La segunda cosa incomprensible es que una norma sea fantástica o detestable no en función de su contenido, sino de quién la vote o deje de votar. Si entiendo bien el discurso de Podemos y otros socios de Sánchez —incluso de miembros del Gobierno—, este texto es perfectamente asumible si lo votaran Otegi y Rufián, pero se convertiría en repugnante si lo apoyara Arrimadas. Y según la pretensión de Ciudadanos, lo que haría virtuosa la reforma es que su apoyo provocara la espantada de los socios habituales de Sánchez.

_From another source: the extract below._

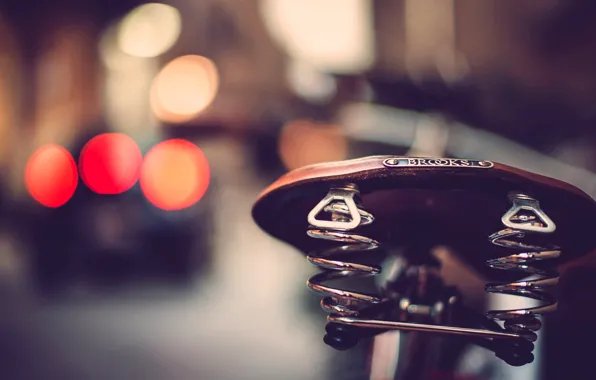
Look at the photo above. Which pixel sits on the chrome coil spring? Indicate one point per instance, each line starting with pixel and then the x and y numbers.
pixel 343 206
pixel 346 214
pixel 523 218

En ambos casos no se busca sumar, sino restar; no integrar, sino excluir.
Lo cierto es que, al parecer, el régimen laboral de los trabajadores de Santander, Badajoz, Castellón o Albacete depende —como casi todo— de la voluntad de tres partidos —ERC, Bildu, PNV—, que consideran esos lugares como el extranjero y cuyo propósito final es largarse de España en cuanto puedan; razón por la cual su principal exigencia no es mejorar las condiciones laborales de todos, sino hacer que sus propias regulaciones prevalezcan sobre las del conjunto.
Para terminar de aclarar la situación, Sánchez ha desplegado sobre el terreno un pelotón desordenado de negociadores, cada uno de ellos jugando un juego distinto. Por un lado, las dos vicepresidentas Calviño y Díaz, famosas por la extraordinaria sintonía de sus enfoques. Por otro, el ministro multifunción, Bolaños, ejerciendo de defensa escoba. En el córner, el anónimo portavoz parlamentario del PSOE —Héctor Gómez, se llama—, que es quien en buena lógica debería canalizar una negociación que ha de resolverse en la Cámara y, sin embargo, es quien menos pinta. Para terminar, se rescata del banquillo de Ferraz a su antecesora en el cargo, quien, al parecer, era una virtuosa negociando con extremistas. Digo yo que, si la decisión presidencial es que todo se ha de negociar con los extremistas adoptados como compañeros de viaje, no se entiende por qué la echaron siendo la mejor en tan noble empeño.
Dicen que el carajal tiene que ver con las elecciones de Castilla y León. Siempre las elecciones como coartada para explicar los mayores disparates. Dudo mucho que las cosas fueran diferentes sin elecciones: para esta gente, la afición por la bronca es congénita y no entiende de materias ni de coyunturas. Y dudo más aún de que a los muy moderados votantes de Castilla y León les pareciera mal que los dos grandes partidos del país se pusieran de acuerdo en lo que, básicamente y muy a su pesar, ya coinciden básicamente. Más bien sospecho que lo premiarían, pero no hay peligro: no tendremos la ocasión de comprobarlo.
Definitivamente, la actual política española consiste en hacer imposible lo necesario e inevitable lo pernicioso. En ambos afanes, nuestros dirigentes son maestros mundiales.